When academics only show up to ask for popular support in their time of
distress effective social mobilization is unlikely to evolve.
The
‘inside and outside’ strategy will succeed if it strikes quickly with
large-scale support. These alliances can go forward through immediate
victories even if they are small scale: small victories build big
movements.
Conclusion
Academic freedom to conduct
scientific research for and with popular, national, democratic and
socialist movements is not merely an academic issue. To deny this
research and to expel these academics creates larger political
consequences. Rigorous studies can play a major role in aiding movements
in arguing, fighting and negotiating in favor of their rights and
interests. Likewise, critical academics, whose studies are disconnected
from popular practice, end -up publishing inconsequential treatises and
narratives.
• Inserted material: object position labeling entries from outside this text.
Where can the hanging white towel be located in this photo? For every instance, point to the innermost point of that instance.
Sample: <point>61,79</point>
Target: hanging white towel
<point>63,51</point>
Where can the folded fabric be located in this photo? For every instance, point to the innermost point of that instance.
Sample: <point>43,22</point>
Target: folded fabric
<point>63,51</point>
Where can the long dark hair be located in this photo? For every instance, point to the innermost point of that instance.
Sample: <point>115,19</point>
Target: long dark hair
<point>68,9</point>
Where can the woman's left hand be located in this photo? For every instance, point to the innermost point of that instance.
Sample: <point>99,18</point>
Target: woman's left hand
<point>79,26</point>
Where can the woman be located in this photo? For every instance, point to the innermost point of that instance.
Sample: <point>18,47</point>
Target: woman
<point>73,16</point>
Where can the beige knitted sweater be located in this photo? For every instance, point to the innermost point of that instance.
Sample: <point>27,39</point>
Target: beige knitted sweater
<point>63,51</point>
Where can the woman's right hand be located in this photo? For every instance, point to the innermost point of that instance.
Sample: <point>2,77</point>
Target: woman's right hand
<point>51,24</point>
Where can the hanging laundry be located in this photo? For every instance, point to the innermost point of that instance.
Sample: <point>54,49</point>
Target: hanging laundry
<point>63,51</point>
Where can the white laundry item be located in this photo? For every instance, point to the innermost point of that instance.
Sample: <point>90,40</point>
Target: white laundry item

Such social scientists adopt an exotic and obtuse
vocabulary, which is accessible only those initiated into an academic
cult. The elite tolerates this exotic type of critical academic because
they do not pose any threat to the dominant elite’s paradigm or
administrative power.
For the serious critical academic, in
answering the question of ‘knowledge for whom?’: they would do well to
follow Karl Marx’s wise adage, ‘The object of philosophy is not only to
study the world but to change it.’
James Petras is the author of a four volume study of US – Israeli relations. The most recent is The Politics of Empire: The US, Israel and the Middle East (Atlanta: Clarity Press 2014).